RMC Senior Research Scientist Dr. Chris King joined Philip Young P. Hong of Loyola University Chicago as editors of a recently published WE Upjohn Institute for Employment Research book titled Pathways to Careers in Health Care. The book provides analyses and evaluations of the Health Professions Opportunity Grants (HPOG) program, a demonstration project aimed at providing training in health professions to low-income individuals. Dr. King also co-authored a chapter with RMC Director and Research Scientist Dr. Heath Prince titled “Career Pathways and Sector-Based Strategies: A Closer Look.” Publication information can be found on Upjohn’s site here, while the book can be purchased on Amazon here.

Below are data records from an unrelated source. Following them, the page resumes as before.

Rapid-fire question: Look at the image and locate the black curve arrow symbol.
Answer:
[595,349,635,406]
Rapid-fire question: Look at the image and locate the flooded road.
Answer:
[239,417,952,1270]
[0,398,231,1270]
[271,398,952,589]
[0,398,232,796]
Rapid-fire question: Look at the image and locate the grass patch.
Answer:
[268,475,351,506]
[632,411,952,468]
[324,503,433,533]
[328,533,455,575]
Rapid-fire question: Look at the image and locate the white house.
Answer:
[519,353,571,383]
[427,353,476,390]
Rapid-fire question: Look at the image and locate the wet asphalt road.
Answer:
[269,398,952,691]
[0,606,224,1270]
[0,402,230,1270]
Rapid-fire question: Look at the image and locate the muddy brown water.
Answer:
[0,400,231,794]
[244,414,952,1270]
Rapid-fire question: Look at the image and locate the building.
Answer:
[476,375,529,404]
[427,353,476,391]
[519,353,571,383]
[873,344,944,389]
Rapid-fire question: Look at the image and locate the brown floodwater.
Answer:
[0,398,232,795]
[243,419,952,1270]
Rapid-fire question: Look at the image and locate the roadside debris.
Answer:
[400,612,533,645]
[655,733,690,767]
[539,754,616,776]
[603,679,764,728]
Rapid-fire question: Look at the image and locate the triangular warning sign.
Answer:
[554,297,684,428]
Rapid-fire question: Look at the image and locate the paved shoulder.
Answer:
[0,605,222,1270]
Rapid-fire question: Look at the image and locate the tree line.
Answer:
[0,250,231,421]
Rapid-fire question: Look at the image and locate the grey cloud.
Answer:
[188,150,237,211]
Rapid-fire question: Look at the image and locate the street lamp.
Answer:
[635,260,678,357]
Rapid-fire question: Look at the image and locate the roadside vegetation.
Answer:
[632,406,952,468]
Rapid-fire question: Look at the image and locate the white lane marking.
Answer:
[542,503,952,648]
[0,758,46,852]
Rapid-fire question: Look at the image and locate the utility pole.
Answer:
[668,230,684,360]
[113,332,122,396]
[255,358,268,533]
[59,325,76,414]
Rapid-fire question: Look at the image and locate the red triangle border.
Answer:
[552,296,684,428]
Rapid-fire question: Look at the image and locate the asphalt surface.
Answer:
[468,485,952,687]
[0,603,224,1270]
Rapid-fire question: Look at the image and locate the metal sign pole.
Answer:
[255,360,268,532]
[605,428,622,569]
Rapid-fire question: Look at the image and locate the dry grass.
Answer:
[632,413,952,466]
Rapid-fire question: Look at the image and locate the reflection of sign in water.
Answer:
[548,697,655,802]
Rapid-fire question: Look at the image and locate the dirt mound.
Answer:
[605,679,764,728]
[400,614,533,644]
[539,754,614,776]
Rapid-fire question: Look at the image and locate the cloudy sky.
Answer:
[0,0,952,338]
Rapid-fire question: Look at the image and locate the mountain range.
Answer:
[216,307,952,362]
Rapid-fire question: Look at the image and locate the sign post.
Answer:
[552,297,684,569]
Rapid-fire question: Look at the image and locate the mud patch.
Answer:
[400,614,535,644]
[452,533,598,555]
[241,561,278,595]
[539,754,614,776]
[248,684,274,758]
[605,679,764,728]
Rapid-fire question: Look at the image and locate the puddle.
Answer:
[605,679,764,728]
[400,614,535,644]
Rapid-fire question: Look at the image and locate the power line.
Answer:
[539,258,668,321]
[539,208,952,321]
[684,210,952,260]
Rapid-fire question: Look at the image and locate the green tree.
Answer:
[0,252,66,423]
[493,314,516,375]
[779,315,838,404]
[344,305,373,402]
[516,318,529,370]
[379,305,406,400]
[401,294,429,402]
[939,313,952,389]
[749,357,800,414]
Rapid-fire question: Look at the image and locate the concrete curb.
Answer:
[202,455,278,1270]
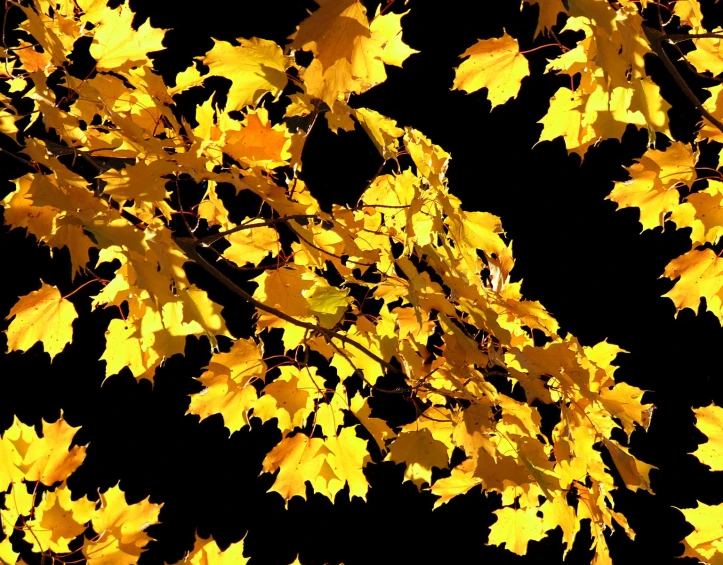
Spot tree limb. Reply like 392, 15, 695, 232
643, 26, 723, 133
173, 237, 399, 373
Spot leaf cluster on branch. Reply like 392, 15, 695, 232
0, 0, 723, 564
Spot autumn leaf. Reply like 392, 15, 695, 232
25, 484, 96, 553
17, 414, 85, 486
385, 429, 449, 488
262, 433, 328, 503
90, 5, 165, 72
5, 283, 78, 360
487, 507, 545, 555
693, 404, 723, 471
83, 485, 162, 565
199, 37, 291, 111
663, 249, 723, 323
186, 339, 266, 432
178, 534, 249, 565
452, 32, 530, 108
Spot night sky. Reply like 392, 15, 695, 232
0, 0, 723, 565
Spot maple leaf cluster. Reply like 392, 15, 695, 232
453, 0, 723, 563
0, 0, 723, 564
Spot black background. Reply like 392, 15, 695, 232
0, 0, 723, 565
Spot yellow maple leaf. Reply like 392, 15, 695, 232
0, 481, 35, 538
600, 383, 653, 437
253, 366, 320, 435
606, 141, 698, 230
291, 0, 414, 107
487, 507, 545, 555
351, 392, 397, 453
685, 36, 723, 76
83, 485, 162, 565
261, 433, 328, 504
430, 459, 482, 509
199, 37, 293, 111
90, 5, 166, 72
540, 496, 580, 559
175, 535, 249, 565
670, 179, 723, 246
680, 502, 723, 563
452, 32, 530, 108
525, 0, 567, 37
25, 483, 96, 553
223, 108, 291, 168
302, 279, 352, 328
324, 426, 370, 501
663, 249, 723, 323
253, 266, 314, 317
186, 339, 266, 432
603, 439, 657, 494
384, 429, 449, 489
17, 413, 85, 486
5, 283, 78, 360
693, 404, 723, 471
0, 433, 23, 492
97, 159, 178, 203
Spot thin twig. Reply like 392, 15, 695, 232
173, 237, 399, 373
643, 26, 723, 133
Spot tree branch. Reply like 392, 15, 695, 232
643, 26, 723, 133
173, 237, 399, 373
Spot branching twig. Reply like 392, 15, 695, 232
643, 26, 723, 133
173, 237, 399, 373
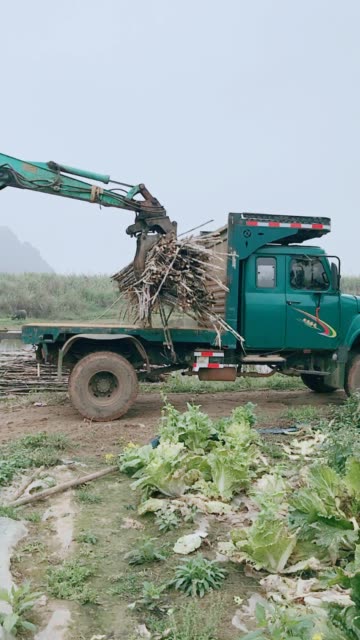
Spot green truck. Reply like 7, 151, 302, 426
0, 155, 360, 421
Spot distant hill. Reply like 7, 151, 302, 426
0, 227, 54, 273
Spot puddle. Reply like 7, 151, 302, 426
34, 606, 71, 640
40, 467, 77, 558
0, 517, 28, 612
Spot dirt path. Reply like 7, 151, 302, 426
0, 390, 345, 457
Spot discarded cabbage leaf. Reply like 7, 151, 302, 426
138, 498, 168, 516
208, 448, 251, 500
173, 533, 202, 556
232, 512, 296, 573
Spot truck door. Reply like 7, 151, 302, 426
243, 254, 286, 350
286, 255, 340, 349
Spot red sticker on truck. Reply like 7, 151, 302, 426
293, 307, 337, 338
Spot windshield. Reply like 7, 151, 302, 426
290, 256, 330, 291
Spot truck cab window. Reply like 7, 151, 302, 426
290, 257, 329, 291
256, 258, 276, 289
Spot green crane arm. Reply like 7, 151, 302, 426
0, 153, 176, 274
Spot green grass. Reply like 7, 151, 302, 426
281, 405, 321, 424
140, 373, 305, 394
0, 273, 124, 324
47, 558, 97, 604
0, 431, 69, 486
75, 487, 102, 504
0, 506, 20, 520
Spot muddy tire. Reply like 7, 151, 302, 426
301, 373, 336, 393
69, 351, 139, 422
345, 353, 360, 396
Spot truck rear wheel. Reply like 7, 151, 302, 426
69, 351, 139, 422
301, 373, 336, 393
345, 353, 360, 396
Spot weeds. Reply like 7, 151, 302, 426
322, 395, 360, 473
0, 506, 20, 520
141, 373, 304, 395
75, 486, 102, 504
47, 559, 97, 604
0, 582, 42, 637
130, 582, 167, 613
25, 511, 41, 524
170, 553, 226, 598
162, 602, 221, 640
281, 405, 321, 424
125, 538, 165, 565
0, 432, 69, 486
155, 509, 180, 533
108, 571, 146, 598
76, 531, 99, 545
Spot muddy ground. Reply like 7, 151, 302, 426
0, 388, 345, 640
0, 390, 345, 457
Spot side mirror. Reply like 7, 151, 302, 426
331, 262, 340, 291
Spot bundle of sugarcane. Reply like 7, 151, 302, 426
113, 235, 227, 325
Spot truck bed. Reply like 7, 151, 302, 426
21, 322, 234, 347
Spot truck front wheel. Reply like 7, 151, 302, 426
345, 353, 360, 396
301, 373, 336, 393
69, 351, 138, 422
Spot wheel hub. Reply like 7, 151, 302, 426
89, 371, 118, 398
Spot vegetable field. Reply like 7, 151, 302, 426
0, 391, 360, 640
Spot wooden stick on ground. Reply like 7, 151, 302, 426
8, 466, 119, 507
13, 467, 45, 502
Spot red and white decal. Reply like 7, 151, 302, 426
193, 351, 236, 372
246, 220, 330, 231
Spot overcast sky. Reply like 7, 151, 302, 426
0, 0, 360, 274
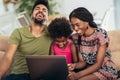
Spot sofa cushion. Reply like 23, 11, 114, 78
0, 35, 8, 51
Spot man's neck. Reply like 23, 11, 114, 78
29, 23, 45, 37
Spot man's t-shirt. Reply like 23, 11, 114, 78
9, 27, 52, 74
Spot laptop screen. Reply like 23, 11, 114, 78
26, 55, 68, 80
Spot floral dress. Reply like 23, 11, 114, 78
72, 28, 118, 80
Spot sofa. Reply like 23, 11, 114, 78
0, 30, 120, 80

The Patient Protection and Affordable Care Act passed by Congress and signed into law by President Barack Obama in 2010 effected major changes in the financing and delivery of health care in the United States. It also authorized creation of the Health Profession Opportunity Grants program (HPOG), a demonstration effort within the U.S. Department of Health and Human Services to provide opportunities for education and training that lead to jobs and career advancement in health care for recipients of Temporary Assistance for Needy Families (TANF) and other low-income individuals and to respond to the increasing demand for health care professionals. As a demonstration program, HPOG also featured a mandated federal evaluation to assess its success and a corresponding research program—the HPOG University Partnership Research Grants (HPOG UP), a collaborative effort between the program operators and academic researchers from different disciplines—to observe various aspects of its operations.
HPOG unites two important innovations in workforce development programming for serving low-income populations in recent decades, career pathways and sector strategies, by actively fostering the use of the former in the context of one major sector—health care. Health care is one of the only sectors that continued to exhibit growth year after year in periods of general economic expansion as well as decline. Health care employment even continued to expand in most states and communities across the United States through the Great Recession in 2008–2009. In addition to offering insights into these strategies and their evolution, the authors in this book present the findings, lessons, and recommendations that emanated from HPOG research and evaluations for consideration by policymakers, program operators, and other researchers.